5. The silicon steel sheet stacking device for a new energy vehicle motor according to claim 1, characterized in that: The column-type mobile lifting machine (14) includes a horizontal arm (1401), a horizontal rail is fixedly installed inside the horizontal arm (1401), and a trolley (1402) is slidably connected to the bottom of the horizontal rail. The bottom of the trolley (1402) is fixedly installed to the top of the cover plate (7) through a connecting column (1403).
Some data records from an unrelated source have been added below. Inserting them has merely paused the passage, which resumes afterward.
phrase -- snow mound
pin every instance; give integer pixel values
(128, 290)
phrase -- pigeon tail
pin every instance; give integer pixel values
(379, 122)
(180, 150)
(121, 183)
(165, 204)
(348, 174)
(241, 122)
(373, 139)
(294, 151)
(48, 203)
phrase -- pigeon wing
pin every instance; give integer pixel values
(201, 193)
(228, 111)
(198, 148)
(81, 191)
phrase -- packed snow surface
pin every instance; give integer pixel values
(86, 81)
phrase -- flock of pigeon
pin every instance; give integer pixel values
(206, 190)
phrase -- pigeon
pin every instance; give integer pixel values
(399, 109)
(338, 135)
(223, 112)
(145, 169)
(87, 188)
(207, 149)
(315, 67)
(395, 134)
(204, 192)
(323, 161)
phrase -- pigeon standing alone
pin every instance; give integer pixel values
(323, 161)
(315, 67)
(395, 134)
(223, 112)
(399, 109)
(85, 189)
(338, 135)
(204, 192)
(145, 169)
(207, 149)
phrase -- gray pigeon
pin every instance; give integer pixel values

6. The silicon steel sheet stacking device for a new energy vehicle motor according to claim 4, characterized in that: The stacking plate base (15) is located on one side of the column-type mobile lifting machine (14), and the stacking plate base (15) includes a tray part (1501). Several inner support columns (1502) are fixedly installed on the top of the tray part (1501), and the diameter of the circular line between the outer walls of the several inner support columns (1502) is equal to the inner edge diameter of the silicon steel sheet body (13).

7. The silicon steel sheet stacking device for a new energy vehicle motor according to claim 6, characterized in that: A vertical plate (1503) is fixedly welded to one side of the pallet (1501), and a raised edge plate (1504) is fixedly welded to one side of the top of the vertical plate (1503). The height of the raised edge plate (1504) is greater than the height of the inner support column (1502).